Berdasarkan Kajian Resiko dan Adaptasi Perubahan Iklim (KRAPI) yang dibuat oleh Kementrian Lingkungan Hidup dan beberapa lembaga donor pada 2012, menunjukan adanya peningkatan suhu permukaan bumi hampir  satu derajat celcius di daerah Malang. Dengan keadaan tersebut, Malang yang beriklim lembab itu terancam mengalami kekeringan.

Selain ancaman kekeringan, Malang juga terancam banjir ataupun longsor, dikarenakan Malang juga menyimpan curah hujan ekstrim yang terus meningkat hingga 5% pada tahun 2030.

Tidak berhenti pada dua ancaman itu, terdapat efek demino dari iklim ektrim yang terjadi di Malang, pertanian dan kesehatan menjadi hal yang paling rentan berdampak dari perubahan iklim yang ektrim, seperti penurunan hasil produksi pertanian dan munculnya penyakit malaria, demam berdarah ataupun diare.

Karenanya, dalam menghadapi perubahan iklim yang ekstrim juga labil itu, kesadaran dan kesiapan penting untuk hidup dengan iklim yang tidak bersahabat itu. PATTIRO bekerja sama dengan Dinas Kesehatan dan Badan Lingkungan Hidup Kabupaten Malang, serta Kecamatan Pujon menggelar pelatihan di desa Ngroto dan Ngabab, Kecamatan Pujon.

Fasilitator Desa, Asiswanto Darsono mengatakan, pelatihan yang diselenggarakan pada 22 dan 23 November 2016 lalu mendapatkan perhatian tinggi dari masyarakat, “Adanya program ini bisa menjadi pintu masuk untuk upaya-upaya yang lebih besar,” ucap Asis, Malang, Senin (23/1). “Karena masyarakat telah resah atas perubahan iklim di Malang,” jelas Asis.

Tak tanggung, sebanyak 40 orang hadir berpartisipasi dalam acara yang melibatkan kepala dan perangkat desa, BPD, LPMD, ormas perempuan, Pengelola HIPPA (air irigasi dan minum), Gapoktan, bidan dan perawat  desa.

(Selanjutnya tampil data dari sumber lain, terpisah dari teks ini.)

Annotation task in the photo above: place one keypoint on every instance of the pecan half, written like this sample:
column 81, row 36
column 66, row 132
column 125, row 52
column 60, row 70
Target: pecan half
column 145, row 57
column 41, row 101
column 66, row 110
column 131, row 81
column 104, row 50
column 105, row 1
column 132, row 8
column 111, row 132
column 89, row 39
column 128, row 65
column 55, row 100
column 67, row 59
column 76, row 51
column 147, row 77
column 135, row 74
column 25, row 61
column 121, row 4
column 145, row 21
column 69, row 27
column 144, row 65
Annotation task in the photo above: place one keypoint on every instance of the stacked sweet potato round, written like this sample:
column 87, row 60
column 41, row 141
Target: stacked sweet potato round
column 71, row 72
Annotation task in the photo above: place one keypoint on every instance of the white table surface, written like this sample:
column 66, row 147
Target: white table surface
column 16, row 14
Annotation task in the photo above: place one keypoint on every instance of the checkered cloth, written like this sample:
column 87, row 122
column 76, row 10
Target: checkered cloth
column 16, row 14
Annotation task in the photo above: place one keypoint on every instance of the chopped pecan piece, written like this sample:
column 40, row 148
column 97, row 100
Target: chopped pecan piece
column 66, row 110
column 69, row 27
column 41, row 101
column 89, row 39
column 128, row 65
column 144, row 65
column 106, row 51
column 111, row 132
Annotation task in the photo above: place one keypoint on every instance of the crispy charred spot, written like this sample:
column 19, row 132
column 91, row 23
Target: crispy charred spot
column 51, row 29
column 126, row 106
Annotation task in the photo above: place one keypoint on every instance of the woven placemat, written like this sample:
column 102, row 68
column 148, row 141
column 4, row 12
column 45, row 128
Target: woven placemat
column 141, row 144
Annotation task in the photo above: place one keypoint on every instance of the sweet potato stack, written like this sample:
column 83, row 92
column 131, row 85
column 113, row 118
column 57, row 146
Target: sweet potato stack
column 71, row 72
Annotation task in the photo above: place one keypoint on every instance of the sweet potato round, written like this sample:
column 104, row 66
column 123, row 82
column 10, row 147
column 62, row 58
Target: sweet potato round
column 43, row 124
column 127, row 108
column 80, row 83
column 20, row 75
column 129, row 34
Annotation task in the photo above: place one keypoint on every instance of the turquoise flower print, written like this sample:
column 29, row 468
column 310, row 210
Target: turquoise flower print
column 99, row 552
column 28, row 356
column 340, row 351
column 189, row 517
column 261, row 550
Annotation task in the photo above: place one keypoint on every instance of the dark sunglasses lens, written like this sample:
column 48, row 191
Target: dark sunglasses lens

Asis melanjutkan, pelatihan juga akan terus dikembangkan. Selain memberikan penyuluhan, masyarakat juga akan membentuk sebuah wadah yang akan mengawal terbentuknya suatu kebijakan terkait adapatasi dan mitigasi perubahan iklim.

“Masyarakat membentuk Forum Adaptasi Perubahan Iklim dan Pengurangan Resiko Bencana (API PRB),” tutur Asis.

Pentingnya peran masyarakat dalam penyusunan kebijakan itu, karena masyarakatnyalah yang paham akan wilayah tempat tinggalnya. Sehingga, kebijakan itu sendiri akan mengikuti kebutuhan dan kondisi masing-masing wilayah.

Selain peran masyarakat, peran Pemerintah Daerah juga penting terutama Kabupaten. Mengingat, kata Asis, Kabupaten memiliki peran dalam penyusunan kebijakan desa terkait API PRB itu, “Walaupun Desa punya kewenangan untuk mengatur dirinya sendiri, tapi tentu itu butuh kebijakan dari Kabupaten,” ujar Asis menjelaskan jika kebijakan Kabupaten dibutuhkan dalam menyusun perencanaan dan penganggaran.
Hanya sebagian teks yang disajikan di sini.